The new policy also marks the latest front in Facebook’s battle against those who use artificial intelligence to spread messages on its site. Last month, the company took down hundreds of fake accounts that used AI-generated photos to pass them off as real.
In addition to Facebook’s latest policy on deepfakes, which generally rely on AI tools to mask that the content is fake, the company also will continue to screen for other misleading content. It will also review videos that have been altered using less sophisticated methods and place limits on such posts.
The Facebook ban wouldn’t have applied to an altered video of House Speaker Nancy Pelosi. That video of a speech by Mrs. Pelosi—widely shared on social media last year—was slowed down and altered in tone, making her appear to slur her words. Facebook said the video didn’t qualify as a deepfake because it used regular editing, though the company still limited its distribution because of the manipulation.

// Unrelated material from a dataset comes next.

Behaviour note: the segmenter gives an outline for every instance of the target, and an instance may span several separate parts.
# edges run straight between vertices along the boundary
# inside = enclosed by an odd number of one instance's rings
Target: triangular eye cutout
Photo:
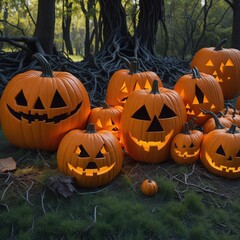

Hany Farid, a computer science professor at the University of California, Berkeley called Facebook’s announcement “a positive step,” though one, he said, that was also too narrow. “Why focus only on deepfakes and not the broader issue of intentionally misleading videos?” he said, pointing to Facebook’s decision not to remove the altered video involving Ms. Pelosi and a similar one about former Vice President Joe Biden. “These misleading videos were created using low-tech methods and did not rely on AI-based techniques, but were at least as misleading as a deepfake video of a leader purporting to say something that they didn’t.”
Facebook’s Ms. Bickert, in the blog post, said, “If we simply removed all manipulated videos flagged by fact-checkers as false, the videos would still be available elsewhere on the internet or social-media ecosystem. By leaving them up and labeling them as false, we’re providing people with important information and context.”